Thankfully, here at DLB Investigations, we’ve long recognised the benefits of integrating the best people with the best technology. We’re renowned for it. Not for the first time, this has proven to be an advantageous strategy, particularly over the past three weeks as we migrate some of our workload onto our own video interview system. To be honest, while we were never the greatest enthusiasts of video interviewing – predominantly due to the fact that we felt you never really get the a true holistic view of the interviewee or their environment through a PC monitor – this technology has recently exposed some unexpected benefits. Even the most ardent ‘video conference’ technology evangelist may have struggled to identify these just three short weeks ago.

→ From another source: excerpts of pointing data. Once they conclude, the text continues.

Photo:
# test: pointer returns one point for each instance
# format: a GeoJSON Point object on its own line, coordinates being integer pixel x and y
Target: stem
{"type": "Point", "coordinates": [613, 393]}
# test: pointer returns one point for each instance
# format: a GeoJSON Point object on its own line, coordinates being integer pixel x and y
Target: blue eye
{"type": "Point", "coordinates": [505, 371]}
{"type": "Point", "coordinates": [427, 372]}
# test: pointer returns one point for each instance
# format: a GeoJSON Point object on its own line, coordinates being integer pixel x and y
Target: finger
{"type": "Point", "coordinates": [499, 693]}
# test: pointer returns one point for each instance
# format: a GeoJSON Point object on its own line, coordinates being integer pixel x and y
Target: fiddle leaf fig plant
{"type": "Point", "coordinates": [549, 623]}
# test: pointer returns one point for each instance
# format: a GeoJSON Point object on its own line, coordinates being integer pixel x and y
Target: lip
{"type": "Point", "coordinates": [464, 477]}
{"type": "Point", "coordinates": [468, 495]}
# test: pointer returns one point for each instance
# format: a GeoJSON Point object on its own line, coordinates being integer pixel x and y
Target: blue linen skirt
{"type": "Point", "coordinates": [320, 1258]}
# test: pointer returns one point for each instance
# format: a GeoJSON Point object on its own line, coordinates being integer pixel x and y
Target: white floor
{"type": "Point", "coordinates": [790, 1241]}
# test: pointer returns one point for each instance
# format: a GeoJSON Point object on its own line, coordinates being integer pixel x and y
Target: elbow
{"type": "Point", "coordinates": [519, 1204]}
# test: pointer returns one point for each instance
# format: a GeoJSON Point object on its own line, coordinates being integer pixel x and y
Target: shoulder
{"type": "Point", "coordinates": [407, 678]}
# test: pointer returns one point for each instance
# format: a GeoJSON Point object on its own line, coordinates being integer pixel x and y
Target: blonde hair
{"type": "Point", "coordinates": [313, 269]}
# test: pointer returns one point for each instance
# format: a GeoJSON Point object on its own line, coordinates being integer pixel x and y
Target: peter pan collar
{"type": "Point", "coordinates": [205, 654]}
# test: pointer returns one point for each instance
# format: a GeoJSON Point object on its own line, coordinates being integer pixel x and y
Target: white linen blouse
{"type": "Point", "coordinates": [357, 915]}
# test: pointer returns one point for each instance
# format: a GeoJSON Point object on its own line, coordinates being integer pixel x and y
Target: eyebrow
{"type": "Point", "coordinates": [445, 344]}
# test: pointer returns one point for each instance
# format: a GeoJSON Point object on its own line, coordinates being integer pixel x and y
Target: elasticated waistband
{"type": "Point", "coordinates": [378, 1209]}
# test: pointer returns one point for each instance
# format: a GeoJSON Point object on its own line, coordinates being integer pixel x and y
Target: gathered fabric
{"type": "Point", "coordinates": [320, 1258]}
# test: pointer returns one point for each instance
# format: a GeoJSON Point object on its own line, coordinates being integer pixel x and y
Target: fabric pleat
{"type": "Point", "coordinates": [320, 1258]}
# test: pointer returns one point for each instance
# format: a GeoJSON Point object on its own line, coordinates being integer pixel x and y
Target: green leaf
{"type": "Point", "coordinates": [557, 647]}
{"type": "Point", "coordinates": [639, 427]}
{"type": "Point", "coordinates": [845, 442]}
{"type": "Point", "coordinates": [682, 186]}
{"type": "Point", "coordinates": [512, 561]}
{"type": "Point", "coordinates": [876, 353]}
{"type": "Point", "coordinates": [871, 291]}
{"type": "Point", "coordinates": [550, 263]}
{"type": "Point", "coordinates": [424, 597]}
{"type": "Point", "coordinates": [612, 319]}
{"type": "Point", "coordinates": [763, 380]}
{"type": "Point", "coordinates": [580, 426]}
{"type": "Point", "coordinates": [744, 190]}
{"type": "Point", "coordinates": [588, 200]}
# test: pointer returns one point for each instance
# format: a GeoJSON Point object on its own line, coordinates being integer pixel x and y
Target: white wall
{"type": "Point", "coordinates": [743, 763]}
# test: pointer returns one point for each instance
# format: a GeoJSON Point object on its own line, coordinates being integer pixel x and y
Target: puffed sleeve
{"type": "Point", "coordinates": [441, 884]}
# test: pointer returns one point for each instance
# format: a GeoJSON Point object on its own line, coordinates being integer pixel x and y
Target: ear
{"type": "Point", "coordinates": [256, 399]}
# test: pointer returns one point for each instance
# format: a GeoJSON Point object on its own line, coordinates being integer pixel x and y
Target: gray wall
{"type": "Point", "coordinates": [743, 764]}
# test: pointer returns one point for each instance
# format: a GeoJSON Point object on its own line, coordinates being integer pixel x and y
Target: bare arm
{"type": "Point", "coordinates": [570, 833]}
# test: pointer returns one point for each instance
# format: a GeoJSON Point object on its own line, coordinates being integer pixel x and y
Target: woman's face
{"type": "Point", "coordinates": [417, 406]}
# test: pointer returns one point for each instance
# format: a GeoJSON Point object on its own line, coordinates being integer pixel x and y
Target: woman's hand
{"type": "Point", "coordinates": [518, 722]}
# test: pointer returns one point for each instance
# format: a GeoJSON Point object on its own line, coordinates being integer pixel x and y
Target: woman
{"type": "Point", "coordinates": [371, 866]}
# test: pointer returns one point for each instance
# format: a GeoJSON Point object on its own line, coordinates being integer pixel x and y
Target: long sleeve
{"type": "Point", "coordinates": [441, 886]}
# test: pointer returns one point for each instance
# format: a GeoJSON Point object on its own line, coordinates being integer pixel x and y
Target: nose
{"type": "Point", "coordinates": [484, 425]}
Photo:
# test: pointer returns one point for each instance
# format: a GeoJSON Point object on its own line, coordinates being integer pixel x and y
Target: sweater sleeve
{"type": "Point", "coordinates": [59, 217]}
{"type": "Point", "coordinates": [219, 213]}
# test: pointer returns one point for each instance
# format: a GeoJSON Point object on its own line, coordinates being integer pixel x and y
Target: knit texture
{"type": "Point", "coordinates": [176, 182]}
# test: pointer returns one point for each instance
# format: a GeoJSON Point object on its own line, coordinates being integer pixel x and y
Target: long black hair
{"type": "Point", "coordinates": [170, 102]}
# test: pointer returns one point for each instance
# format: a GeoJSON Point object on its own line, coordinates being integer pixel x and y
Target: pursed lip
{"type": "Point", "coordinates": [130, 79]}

One of the obvious challenges with remote interviewing is the potential for the interviewee to be unable or unwilling to operate the technology at their end and actually make it to the screen to provide a statement at all.

That said, to give credit to the majority of interviewees, they are probably less ‘techno phobic’ than they might think. Nowadays, the savvy online shopper knows a thing or two about using a search engine to compare and purchase a range of goods and services. So, is the video technology used to progress their insurance claim any more difficult? It shouldn’t be, if you want them to interact seamlessly with the solution that you put before them, ensuring they have an unimpeded passage through the claims process.

We have always relied on our own IT gurus to guide us through the minefield that is technology. From the outset, we were looking for the right technological solution that was robust enough to cope with multiple video interviews at any one time yet extremely easy for interviewees to access.

Feedback from our clients and our interviewees suggests we have achieved the correct balance of usability and accessibility.